The motion argues that the new map violates the 14th and 15th amendments to the Constitution and that the new map represents intentional racial discrimination meant to dilute the power of Black Memphis voters.
“In Memphis and across Shelby County, we’ve built generations of advocacy, organizing, and civic power,” said Gloria Sweet-Love, president of Tennessee’s NAACP chapter. “This intentionally discriminatory map seeks to break that apart by dividing us and weakening our voice at the ballot box.”
Following the U.S. Supreme Court ruling in Louisiana v. Callais gutting parts of the Voting Rights Act, Tennessee Republican lawmakers redrew the state’s congressional map in hopes of upping their advantage from eight of the state’s nine U.S. House seats to all of them.

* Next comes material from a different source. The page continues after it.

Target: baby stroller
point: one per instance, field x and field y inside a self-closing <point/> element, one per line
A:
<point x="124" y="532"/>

The new map splits the Democratic stronghold of Memphis across three Congressional districts, giving the Republicans a partisan advantage, according to data analyzed by the Lookout.

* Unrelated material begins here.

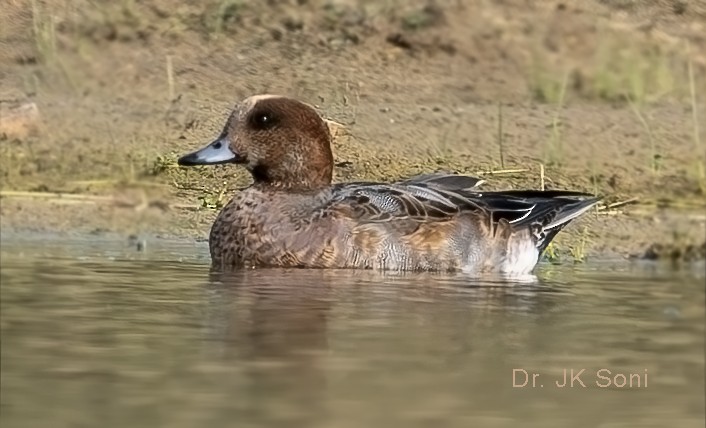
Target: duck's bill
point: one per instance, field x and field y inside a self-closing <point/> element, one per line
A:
<point x="218" y="152"/>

Memphis is home to Tennessee’s largest Black population, and under a map created in 2022, it was the only majority-minority Congressional district. The Supreme Court’s Callais ruling made it so states like Tennessee with a history of racial discrimination no longer have to create majority-minority U.S. House seats.
The Memphis seat was not created by the Voting Rights Act, but Republicans hadn’t tried to break it up in previous redistricting cycles for fear that any attempt would violate the law.

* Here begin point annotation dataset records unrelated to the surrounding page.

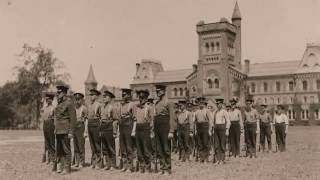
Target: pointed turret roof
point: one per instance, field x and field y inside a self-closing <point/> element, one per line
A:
<point x="236" y="12"/>
<point x="91" y="78"/>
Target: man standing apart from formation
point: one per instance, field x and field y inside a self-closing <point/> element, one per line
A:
<point x="265" y="127"/>
<point x="80" y="131"/>
<point x="220" y="126"/>
<point x="236" y="128"/>
<point x="93" y="128"/>
<point x="65" y="118"/>
<point x="164" y="128"/>
<point x="125" y="128"/>
<point x="48" y="127"/>
<point x="108" y="130"/>
<point x="251" y="120"/>
<point x="143" y="130"/>
<point x="281" y="123"/>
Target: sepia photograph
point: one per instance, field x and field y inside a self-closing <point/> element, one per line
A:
<point x="160" y="89"/>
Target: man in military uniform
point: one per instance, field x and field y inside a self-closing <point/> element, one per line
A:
<point x="251" y="120"/>
<point x="143" y="130"/>
<point x="108" y="130"/>
<point x="202" y="119"/>
<point x="81" y="131"/>
<point x="164" y="128"/>
<point x="281" y="123"/>
<point x="236" y="128"/>
<point x="265" y="127"/>
<point x="125" y="128"/>
<point x="65" y="118"/>
<point x="94" y="116"/>
<point x="185" y="127"/>
<point x="220" y="130"/>
<point x="48" y="127"/>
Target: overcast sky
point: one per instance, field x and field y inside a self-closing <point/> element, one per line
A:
<point x="113" y="35"/>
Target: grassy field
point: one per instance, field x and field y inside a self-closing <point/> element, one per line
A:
<point x="20" y="158"/>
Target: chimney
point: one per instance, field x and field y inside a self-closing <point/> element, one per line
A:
<point x="137" y="67"/>
<point x="195" y="67"/>
<point x="246" y="66"/>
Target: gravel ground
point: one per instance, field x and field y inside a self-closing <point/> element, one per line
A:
<point x="20" y="158"/>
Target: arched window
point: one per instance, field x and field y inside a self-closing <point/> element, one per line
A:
<point x="210" y="84"/>
<point x="181" y="91"/>
<point x="216" y="83"/>
<point x="304" y="85"/>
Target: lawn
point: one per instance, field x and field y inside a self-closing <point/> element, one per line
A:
<point x="21" y="153"/>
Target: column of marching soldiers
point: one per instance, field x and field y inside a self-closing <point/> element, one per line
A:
<point x="150" y="131"/>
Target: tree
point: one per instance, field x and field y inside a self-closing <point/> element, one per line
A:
<point x="39" y="70"/>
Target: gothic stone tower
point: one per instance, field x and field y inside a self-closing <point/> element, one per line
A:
<point x="219" y="58"/>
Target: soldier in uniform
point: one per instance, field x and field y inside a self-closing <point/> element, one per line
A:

When state Republican lawmakers created the new map in May, several contended the newly drawn map was for partisan advantage and not intentionally racially discriminatory.
Republicans and Democrats have been engaged in a full-scale mid-cycle redistricting battle across the nation, with each party trying to gerrymander as many seats as possible in several states. Gerrymandering is the process by which lawmakers create bizarrely drawn districts in order to maximize their partisan advantage.
In Tennessee, President Donald Trump won 64% of the state’s popular vote in 2024, but Republicans currently control 89% of the U.S. House seats.
Trump started the redistricting campaign by pressuring Republicans to draw a new map in Texas, netting them the advantage in more U.S. House seats, after which both Democratic and Republican-controlled states began doing the same.
The NAACP’s federal lawsuit has been consolidated with the League of Women Voters’ suit against the map and is one of two still pending against the new map. The NAACP’s state lawsuit was dismissed last month.
The other lawsuit still active is an ACLU lawsuit challenging the map, also arguing it is discriminatory.